Dat een onverkorte toepassing van de wettelijke regeling onaanvaardbaar wordt geacht, kan ook zijn oorzaak vinden in een verandering van de in een samenleving of althans het juridisch forum daarbinnen - levende rechtsovertuigingen.7 De 'deformaliseringsjurisprudentie' van de Hoge Raad vormt hiervan een illustratie. Waar een onverkorte toepassing van de wet tot de niet-ontvankelijkheid van eiser zou leiden ingeval van bijvoorbeeld het verzuim om de zaak tijdig op de rol te doen inschrijven of om op de eerstdienende dag op de voorgeschreven wijze in het geding te verschijnen, aanvaardde de Hoge Raad echter mogelijkheden tot herstel van het verzuim. Deze jurisprudentie gaf uitdrukking aan een ontwikkeling in het denken over de toepassing van het procesrecht, waarin minder nadruk wordt gelegd op de rechtszekerheid die gebaat zou zijn bij een strikt vasthouden aan formaliteiten, en meer op de dienende functie van het procesrecht in verhouding tot het materiële burgerlijk recht.8
595. Het recht, ook het procesrecht, laat zich kortom niet vangen in een wettelijke regeling alléén. Een zekere mate van onbepaaldheid en onvolledigheid is inherent aan het in wetten vastgelegde recht. Toch is hiermee niet alles gezegd. Er is reden om te veronderstellen dat procesrechtelijke wetgeving minder onbepaald en minder onvolledig kan zijn, behoeft te zijn, dan wetgeving op andere terreinen. Het procesrecht schept immers zelf de context waarin procesrechtelijke kwesties voorkomen. Het procesrecht regelt het proces voor de rechter met zijn voor- en nafase. Dit proces is tot op grote hoogte een door de procesrechtelijke regelgeving zelf bepaalde werkelijkheid.9 Een proces ontstaat pas wanneer gevolg wordt gegeven aan de procesrechtelijke voorschriften die de aanvang van het proces regelen. Komt het tot een proces, dan roept het procesrecht voor de betrokkenen bepaalde rechten en plichten in het leven. Het proces komt pas tot een einde wanneer gevolg wordt gegeven aan voorschriften die de beëindiging regelen. Zonder procesrecht kortom geen proces.10
Omdat procesrechtelijke kwesties zich alleen binnen die door het procesrecht zelf duidelijk begrensde ruimte voordoen, is het aantal mogelijke kwesties beperkter dan in de uitgestrekte ruimte die door bijvoorbeeld het vermogensrecht wordt bestreken. Het aantal feiten en omstandigheden dat van belang kan zijn voor de beoordeling van vermogensrechtelijke posities is vele malen omvangrijker dan het aantal feiten en omstandigheden dat voor de beoordeling van procesrechtelijke posities relevant kan zijn. Is het vermogensrecht als een stad waarin men kan gaan en staan waar men wil, dan is het procesrecht een gebouw, een besloten ruimte waarin de bewegingsvrijheid sterk wordt beperkt door een reeds bestaande inrichting. Wat aan een ieder die zich in dat gebouw begeeft toekomt, is zo veel mogelijk tevoren bepaald. In een rooster kan men nagaan wat wie wanneer moet doen. Zelfs de manier waarop degenen die zich in het gebouw bevinden met elkaar om dienen te gaan, hoe zij zich tot elkaar moeten richten, is verregaand geregeld. Van die regels kan nauwelijks, ook niet met onderling goedvinden, worden afgeweken.

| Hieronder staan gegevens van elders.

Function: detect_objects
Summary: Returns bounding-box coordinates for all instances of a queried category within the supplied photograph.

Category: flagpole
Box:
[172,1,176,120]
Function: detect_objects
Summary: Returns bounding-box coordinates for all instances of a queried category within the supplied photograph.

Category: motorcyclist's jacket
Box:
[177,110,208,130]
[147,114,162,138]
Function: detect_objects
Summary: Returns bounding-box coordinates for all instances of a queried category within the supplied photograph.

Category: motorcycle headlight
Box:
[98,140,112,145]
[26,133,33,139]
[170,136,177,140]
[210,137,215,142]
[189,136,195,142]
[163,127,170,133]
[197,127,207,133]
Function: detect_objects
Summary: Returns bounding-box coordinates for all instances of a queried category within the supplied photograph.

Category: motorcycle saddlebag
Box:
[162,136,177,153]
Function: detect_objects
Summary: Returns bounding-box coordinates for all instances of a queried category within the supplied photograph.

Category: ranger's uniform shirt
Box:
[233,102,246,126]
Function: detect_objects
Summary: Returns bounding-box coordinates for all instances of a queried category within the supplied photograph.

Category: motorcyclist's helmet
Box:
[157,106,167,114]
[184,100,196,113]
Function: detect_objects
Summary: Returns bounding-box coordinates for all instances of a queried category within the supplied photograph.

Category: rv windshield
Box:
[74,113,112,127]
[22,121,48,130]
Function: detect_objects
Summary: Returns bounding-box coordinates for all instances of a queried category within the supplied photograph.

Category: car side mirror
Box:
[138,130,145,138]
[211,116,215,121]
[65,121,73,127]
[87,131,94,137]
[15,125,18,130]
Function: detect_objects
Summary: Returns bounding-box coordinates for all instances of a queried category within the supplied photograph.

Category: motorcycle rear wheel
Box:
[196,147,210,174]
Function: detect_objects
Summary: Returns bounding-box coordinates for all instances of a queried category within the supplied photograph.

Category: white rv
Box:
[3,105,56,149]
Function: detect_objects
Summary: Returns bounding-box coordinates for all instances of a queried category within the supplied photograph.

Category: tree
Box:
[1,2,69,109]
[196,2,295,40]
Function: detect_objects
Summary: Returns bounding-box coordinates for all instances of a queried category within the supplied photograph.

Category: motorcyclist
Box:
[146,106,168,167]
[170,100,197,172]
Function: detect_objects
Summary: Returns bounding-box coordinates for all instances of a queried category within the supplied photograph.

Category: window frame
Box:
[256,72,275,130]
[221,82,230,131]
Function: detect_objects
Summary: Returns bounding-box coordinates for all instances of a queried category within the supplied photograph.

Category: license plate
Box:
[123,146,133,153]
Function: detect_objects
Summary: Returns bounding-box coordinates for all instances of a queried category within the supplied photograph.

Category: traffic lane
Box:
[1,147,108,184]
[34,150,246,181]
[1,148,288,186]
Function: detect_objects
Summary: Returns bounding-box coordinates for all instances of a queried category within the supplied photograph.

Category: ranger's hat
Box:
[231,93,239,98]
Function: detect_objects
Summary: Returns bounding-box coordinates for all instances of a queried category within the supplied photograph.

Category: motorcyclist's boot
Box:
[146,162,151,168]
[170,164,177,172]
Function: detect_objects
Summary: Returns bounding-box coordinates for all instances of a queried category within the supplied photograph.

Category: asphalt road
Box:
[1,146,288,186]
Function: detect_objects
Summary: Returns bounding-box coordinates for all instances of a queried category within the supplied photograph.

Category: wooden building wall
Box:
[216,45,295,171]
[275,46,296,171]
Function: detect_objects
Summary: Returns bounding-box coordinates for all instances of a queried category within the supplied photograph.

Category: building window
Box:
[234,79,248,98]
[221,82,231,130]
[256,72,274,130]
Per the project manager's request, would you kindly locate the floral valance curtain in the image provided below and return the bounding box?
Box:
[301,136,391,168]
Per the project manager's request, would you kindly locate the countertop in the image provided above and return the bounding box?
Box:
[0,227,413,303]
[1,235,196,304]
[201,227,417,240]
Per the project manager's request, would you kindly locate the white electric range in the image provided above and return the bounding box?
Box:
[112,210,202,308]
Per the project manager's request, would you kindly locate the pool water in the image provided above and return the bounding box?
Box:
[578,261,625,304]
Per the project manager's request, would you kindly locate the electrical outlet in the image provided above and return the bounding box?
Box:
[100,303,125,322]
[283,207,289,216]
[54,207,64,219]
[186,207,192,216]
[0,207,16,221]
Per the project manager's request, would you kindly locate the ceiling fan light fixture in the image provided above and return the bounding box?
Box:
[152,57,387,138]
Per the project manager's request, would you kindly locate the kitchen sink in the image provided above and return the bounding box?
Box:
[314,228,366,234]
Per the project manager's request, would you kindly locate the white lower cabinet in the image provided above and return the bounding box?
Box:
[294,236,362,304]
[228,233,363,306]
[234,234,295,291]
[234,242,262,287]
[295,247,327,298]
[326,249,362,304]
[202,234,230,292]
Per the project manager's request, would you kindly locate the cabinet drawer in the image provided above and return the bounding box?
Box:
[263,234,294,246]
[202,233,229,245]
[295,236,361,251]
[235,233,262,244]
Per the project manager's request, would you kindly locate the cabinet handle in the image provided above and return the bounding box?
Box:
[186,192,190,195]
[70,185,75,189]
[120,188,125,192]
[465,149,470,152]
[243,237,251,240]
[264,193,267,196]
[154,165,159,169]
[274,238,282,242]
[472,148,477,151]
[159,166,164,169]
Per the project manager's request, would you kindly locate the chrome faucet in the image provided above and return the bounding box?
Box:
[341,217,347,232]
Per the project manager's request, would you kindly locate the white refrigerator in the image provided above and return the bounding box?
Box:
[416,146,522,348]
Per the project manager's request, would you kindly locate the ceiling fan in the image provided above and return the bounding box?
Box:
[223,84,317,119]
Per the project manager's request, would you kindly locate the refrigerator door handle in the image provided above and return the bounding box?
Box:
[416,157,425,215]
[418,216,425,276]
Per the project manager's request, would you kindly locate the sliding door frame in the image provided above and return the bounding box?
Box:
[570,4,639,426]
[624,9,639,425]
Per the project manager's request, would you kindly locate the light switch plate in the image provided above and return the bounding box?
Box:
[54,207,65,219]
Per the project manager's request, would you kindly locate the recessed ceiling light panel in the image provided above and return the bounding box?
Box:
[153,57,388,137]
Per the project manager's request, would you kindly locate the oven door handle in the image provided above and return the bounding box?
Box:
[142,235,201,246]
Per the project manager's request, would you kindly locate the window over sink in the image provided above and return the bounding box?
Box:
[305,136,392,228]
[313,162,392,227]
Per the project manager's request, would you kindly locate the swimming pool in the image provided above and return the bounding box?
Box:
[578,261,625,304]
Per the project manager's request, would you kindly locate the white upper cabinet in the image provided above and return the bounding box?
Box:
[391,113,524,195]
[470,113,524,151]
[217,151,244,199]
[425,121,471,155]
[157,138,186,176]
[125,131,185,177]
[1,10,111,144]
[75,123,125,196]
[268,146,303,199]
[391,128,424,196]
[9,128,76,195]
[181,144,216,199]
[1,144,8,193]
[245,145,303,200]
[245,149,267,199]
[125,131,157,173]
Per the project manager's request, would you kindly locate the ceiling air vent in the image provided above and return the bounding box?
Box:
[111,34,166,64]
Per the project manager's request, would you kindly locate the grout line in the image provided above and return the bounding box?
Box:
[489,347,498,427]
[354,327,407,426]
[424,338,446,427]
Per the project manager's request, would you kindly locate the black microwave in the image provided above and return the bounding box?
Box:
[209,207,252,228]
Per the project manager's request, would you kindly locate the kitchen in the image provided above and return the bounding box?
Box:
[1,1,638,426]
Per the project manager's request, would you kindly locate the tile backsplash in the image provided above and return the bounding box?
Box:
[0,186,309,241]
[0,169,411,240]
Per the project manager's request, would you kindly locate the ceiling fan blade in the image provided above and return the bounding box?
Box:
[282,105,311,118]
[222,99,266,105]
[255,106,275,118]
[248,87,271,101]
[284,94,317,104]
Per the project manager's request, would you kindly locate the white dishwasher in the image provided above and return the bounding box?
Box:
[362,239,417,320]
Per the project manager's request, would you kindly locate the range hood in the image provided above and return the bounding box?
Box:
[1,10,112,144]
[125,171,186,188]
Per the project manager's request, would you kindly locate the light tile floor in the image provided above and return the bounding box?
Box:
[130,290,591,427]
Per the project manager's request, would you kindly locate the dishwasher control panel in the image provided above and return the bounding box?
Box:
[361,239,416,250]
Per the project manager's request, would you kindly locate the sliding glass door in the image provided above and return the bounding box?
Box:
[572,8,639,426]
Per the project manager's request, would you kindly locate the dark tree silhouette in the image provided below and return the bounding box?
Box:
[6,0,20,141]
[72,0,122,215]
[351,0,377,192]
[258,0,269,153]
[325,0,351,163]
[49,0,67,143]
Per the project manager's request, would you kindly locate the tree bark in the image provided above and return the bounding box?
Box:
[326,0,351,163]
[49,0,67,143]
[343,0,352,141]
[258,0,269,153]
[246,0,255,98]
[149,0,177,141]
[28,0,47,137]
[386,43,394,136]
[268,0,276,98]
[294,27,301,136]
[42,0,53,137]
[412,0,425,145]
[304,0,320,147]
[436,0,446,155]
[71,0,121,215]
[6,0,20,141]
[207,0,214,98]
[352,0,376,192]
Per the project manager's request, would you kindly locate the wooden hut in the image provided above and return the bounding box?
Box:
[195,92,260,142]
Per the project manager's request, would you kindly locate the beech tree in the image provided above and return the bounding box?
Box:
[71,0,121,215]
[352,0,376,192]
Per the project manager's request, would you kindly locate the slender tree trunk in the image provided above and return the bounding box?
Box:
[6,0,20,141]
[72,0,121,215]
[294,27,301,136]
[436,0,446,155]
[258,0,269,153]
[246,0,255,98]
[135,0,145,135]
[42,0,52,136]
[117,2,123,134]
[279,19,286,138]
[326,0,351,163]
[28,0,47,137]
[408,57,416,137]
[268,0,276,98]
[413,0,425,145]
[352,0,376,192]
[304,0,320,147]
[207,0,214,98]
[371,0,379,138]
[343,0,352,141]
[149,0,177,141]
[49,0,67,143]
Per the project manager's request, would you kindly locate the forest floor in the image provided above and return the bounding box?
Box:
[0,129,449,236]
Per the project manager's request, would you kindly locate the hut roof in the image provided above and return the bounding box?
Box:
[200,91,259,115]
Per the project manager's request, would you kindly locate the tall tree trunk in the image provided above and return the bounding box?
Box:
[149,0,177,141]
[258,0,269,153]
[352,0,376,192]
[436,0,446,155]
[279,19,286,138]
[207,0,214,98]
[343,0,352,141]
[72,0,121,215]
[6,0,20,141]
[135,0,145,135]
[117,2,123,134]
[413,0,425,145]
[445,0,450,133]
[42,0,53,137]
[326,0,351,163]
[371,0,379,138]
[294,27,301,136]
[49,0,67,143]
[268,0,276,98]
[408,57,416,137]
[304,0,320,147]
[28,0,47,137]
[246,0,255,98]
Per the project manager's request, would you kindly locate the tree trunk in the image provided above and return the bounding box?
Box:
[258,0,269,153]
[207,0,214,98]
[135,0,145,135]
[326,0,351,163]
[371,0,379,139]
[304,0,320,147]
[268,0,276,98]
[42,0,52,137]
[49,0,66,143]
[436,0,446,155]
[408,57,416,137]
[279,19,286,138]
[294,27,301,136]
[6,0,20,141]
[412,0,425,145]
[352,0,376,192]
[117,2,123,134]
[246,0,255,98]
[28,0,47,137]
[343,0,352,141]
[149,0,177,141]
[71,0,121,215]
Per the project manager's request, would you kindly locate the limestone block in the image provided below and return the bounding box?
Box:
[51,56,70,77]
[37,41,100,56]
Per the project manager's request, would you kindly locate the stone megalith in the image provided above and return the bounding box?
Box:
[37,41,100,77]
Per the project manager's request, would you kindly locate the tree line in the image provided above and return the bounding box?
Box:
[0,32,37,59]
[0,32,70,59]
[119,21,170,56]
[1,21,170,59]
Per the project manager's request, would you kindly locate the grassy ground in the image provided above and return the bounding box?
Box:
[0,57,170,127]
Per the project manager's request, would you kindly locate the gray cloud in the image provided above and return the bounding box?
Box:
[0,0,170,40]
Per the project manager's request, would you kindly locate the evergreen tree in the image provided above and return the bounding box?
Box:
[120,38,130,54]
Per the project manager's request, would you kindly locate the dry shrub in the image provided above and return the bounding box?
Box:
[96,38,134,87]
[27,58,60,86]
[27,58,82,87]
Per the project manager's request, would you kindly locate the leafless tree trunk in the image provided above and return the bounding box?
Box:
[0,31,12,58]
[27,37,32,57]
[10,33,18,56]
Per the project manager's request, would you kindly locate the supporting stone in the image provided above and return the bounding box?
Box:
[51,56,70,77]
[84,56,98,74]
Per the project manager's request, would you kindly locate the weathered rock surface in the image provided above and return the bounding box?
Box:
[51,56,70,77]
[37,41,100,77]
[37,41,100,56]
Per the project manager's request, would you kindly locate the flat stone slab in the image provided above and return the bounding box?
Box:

Verondersteld kan worden dat het aantal mogelijke conflicten geringer is naarmate de vrijheid van handelen meer wordt beperkt doordat de rechten en plichten van een ieder duidelijk kenbaar vastliggen. Dat geldt des te sterker wanneer de naleving van de geldende regels nauwgezet wordt gecontroleerd en verzuim wordt bestraft. De verwachting dat het procesrecht zich meer uitputtend laat regelen dan bijvoorbeeld het vermogensrecht, lijkt daarom gerechtvaardigd. Geheel uitputtend zal ook de regeling van het procesrecht echter niet kunnen zijn.
596. Uit de hiervoor genoemde functies van verwijzingen naar de eisen van een goede procesorde - en de daarbij aan de orde gekomen rechtspraak - blijkt dat een beroep op de eisen van een goede procesorde dikwijls uitkomst biedt, in gevallen waarin het geschreven procesrecht niet in een regeling voorziet, dan wel in een regeling die naar het oordeel van de rechter onvolkomen is of tot een onaanvaardbare beslissing leidt. De eisen van een goede procesorde verschaffen de rechter een grond, een legitimatie, om in elke kwestie procesrechtelijk 'maatwerk' te bieden, om recht te doen aan bijzondere omstandigheden wanneer hij dat opportuun acht, om het procesrecht af te stemmen op nieuwe behoeften en om het te laten aansluiten bij maatschappelijke veranderingen en gewijzigde rechtsovertuigingen. Tot op zekere hoogte kan met een beroep op de eisen van een goede procesorde aldus worden voorkomen dat het procesrecht verstart, veroudert11 en dat zijn acceptatie, alsmede de acceptatie van de uitspraken die de rechter na een procedure krachtens dat procesrecht geeft, steeds meer leunt op het gezag van rechter, van de wetgever en van de 'sterke arm', dan op 'instemming' van rechtssubjecten. Verwijzingen naar de goede procesorde verschaffen het procesrecht kortom de nodige buigzaamheid12 en dragen bij aan de verdere ontwikkeling van het procesrecht.